Guttenberg war am 1. März als Verteidigungsminister zurückgetreten, nachdem wegen seiner in Bayreuth abgelegten Jura-Dissertation Plagiatsvorwürfe erhoben worden waren. Der bis dahin laut Umfragen beliebteste deutsche Politiker gab auch sein Bundestagsmandat ab.

In seiner Rücktrittserklärung bezeichnete er es als sein "aufrichtiges Anliegen", die Affäre aufzuklären. Er bestritt außerdem eine vorsätzliche Täuschungsabsicht. Diese Ankündigung hat der Mann, der stets Aufrichtigkeit predigte, mehrfach unterlaufen. Bevor er die direkte Begegnung mit den Prüfern umging, wollte er die Veröffentlichung des Prüfungsberichts rechtlich verhindern lassen, scheiterte jedoch damit.

Blasse Begründungen

Die Begründungen, die der so tief gefallene Superstar von einst in seiner schriftlichen Stellungnahme Weg ablieferte, waren in den Augen der Kommission Schutzbehauptungen. Wie aus dem Abschlussbericht hervorgeht, gab Guttenberg an, dass er den vielfachen Belastungen durch seinen Beruf als Bundestagsabgeordneter, als junger Familienvater und als Doktorand nicht standgehalten habe.

Er habe eine "ungeordnete Arbeitsweise" mit "gelegentlich chaotischen Zügen" gezeigt, zugleich aber auch den Druck verspürt, seine Promotion fertig stellen zu müssen. Er habe dabei nicht die Kraft gehabt, das Projekt aufzugeben. "Ich wollte mir eine Schwäche nicht eingestehen", hieß es laut Uni-Bericht in der Stellungnahme Guttenbergs.

Die Erwartungshaltung der Familie

Indirekt gab der CSU-Politiker auch seiner Familie eine Mitschuld, wobei aus dem Bericht nicht klar wird, welcher Teil seiner Familie gemeint ist: In der Familie habe es die Erwartungshaltung gegeben, dass er die bestehenden Anforderungen erfolgreich bewältigen würde, heißt es in dem Bericht. Ihm sei verdeutlicht worden, dass "eine begonnene Arbeit auch zu Ende zu bringen sei".
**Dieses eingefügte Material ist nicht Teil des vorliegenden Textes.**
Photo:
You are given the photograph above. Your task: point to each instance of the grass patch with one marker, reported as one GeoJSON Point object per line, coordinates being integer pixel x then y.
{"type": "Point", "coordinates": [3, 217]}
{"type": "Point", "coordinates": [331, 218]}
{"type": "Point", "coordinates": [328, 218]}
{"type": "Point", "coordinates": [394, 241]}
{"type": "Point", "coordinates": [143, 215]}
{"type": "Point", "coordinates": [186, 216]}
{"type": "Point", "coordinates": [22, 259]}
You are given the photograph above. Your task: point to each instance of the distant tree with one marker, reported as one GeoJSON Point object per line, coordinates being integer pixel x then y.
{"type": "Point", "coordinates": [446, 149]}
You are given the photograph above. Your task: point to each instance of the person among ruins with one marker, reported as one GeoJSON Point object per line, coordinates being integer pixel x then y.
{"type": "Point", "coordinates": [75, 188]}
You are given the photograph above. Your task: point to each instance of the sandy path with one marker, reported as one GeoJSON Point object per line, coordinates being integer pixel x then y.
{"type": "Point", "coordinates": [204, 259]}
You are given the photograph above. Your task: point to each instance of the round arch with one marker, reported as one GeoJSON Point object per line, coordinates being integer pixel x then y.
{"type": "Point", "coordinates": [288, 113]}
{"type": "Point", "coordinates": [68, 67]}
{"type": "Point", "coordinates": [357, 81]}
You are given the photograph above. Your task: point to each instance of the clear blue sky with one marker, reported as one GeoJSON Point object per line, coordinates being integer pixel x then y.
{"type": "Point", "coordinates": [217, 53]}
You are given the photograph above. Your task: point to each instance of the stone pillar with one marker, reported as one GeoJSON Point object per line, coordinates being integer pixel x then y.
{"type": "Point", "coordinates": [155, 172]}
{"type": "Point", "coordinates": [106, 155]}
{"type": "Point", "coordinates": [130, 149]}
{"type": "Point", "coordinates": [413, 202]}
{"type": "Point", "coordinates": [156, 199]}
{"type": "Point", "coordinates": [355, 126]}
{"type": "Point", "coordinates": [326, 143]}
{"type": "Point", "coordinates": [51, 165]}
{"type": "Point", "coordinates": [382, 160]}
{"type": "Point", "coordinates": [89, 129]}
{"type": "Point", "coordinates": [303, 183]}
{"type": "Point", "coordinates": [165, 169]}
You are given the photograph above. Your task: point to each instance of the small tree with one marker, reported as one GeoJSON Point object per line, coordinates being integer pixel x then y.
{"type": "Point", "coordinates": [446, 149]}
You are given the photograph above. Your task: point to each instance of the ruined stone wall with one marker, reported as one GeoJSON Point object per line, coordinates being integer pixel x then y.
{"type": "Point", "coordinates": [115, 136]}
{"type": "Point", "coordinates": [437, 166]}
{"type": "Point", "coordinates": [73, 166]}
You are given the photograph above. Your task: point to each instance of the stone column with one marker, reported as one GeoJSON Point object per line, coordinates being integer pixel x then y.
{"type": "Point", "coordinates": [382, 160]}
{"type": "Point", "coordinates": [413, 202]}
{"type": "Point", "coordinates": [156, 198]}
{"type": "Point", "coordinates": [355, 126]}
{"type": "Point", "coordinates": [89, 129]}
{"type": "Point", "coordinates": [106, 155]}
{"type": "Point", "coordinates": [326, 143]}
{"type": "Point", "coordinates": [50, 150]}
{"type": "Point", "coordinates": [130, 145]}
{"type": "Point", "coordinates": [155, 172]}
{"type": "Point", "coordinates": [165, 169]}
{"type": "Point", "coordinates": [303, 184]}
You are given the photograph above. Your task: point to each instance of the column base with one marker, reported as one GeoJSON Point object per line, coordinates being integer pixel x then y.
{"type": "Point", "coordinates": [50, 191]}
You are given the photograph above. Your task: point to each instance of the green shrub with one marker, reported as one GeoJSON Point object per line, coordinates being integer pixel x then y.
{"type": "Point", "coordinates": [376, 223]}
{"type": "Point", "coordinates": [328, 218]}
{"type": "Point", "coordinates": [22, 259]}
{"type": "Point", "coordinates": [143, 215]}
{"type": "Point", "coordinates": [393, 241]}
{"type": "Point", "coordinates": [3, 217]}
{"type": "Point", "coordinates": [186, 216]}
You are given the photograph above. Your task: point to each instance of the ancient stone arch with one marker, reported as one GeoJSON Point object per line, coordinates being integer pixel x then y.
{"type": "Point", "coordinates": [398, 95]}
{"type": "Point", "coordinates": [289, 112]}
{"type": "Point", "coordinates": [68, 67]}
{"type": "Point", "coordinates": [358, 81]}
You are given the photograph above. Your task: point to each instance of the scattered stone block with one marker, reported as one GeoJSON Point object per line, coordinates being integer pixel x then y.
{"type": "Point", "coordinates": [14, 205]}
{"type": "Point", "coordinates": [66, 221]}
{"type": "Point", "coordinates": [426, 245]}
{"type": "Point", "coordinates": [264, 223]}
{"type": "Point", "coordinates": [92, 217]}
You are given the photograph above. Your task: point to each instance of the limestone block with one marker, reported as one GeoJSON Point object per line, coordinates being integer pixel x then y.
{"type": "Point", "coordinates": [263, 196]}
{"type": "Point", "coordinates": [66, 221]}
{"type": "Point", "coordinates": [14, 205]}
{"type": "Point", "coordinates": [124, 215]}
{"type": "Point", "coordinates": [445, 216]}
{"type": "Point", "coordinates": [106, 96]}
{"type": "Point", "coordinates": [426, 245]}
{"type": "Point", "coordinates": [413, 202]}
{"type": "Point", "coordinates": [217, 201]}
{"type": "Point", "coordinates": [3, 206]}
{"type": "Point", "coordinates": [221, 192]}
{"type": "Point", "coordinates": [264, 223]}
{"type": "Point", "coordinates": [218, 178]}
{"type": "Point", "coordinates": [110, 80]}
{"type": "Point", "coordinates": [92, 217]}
Der Vorsitzende der Kommission, Stephan Rixen, sagte bei der Vorlage des Abschlussberichts, der Hinweis auf die Mehrfachbelastung sei keine Entschuldigung für die Plagiate. "Wer jahrelang akzeptiert, dass er Sorgfaltsstandards nicht einhält, handelt nicht fahrlässig, sondern vorsätzlich, weil er die Sorgfaltswidrigkeit zum bewussten Arbeitsstil erhebt."

"Montagetechnik"

Rixen sagte, die Kommission sehe den Vorsatz auch dadurch belegt, dass Guttenberg eine regelrechte "Montagetechnik" angewandt habe, mit deren Hilfe er fremde Texte in seine Arbeit eingebaut habe. Solche Täuschungen durchzögen die Arbeit als "werkprägendes Bearbeitungsmuster". Guttenbergs Doktorvater Peter Häberle gab die Kommission keine Mitschuld. Häberle habe Guttenberg in einer womöglich altmodischen Weise vertraut. Zu Spekulationen, Guttenberg könnte sich seine Arbeit von einem Ghostwriter schreiben lassen haben, sagte Rixen: "Wir haben dazu nichts feststellen können."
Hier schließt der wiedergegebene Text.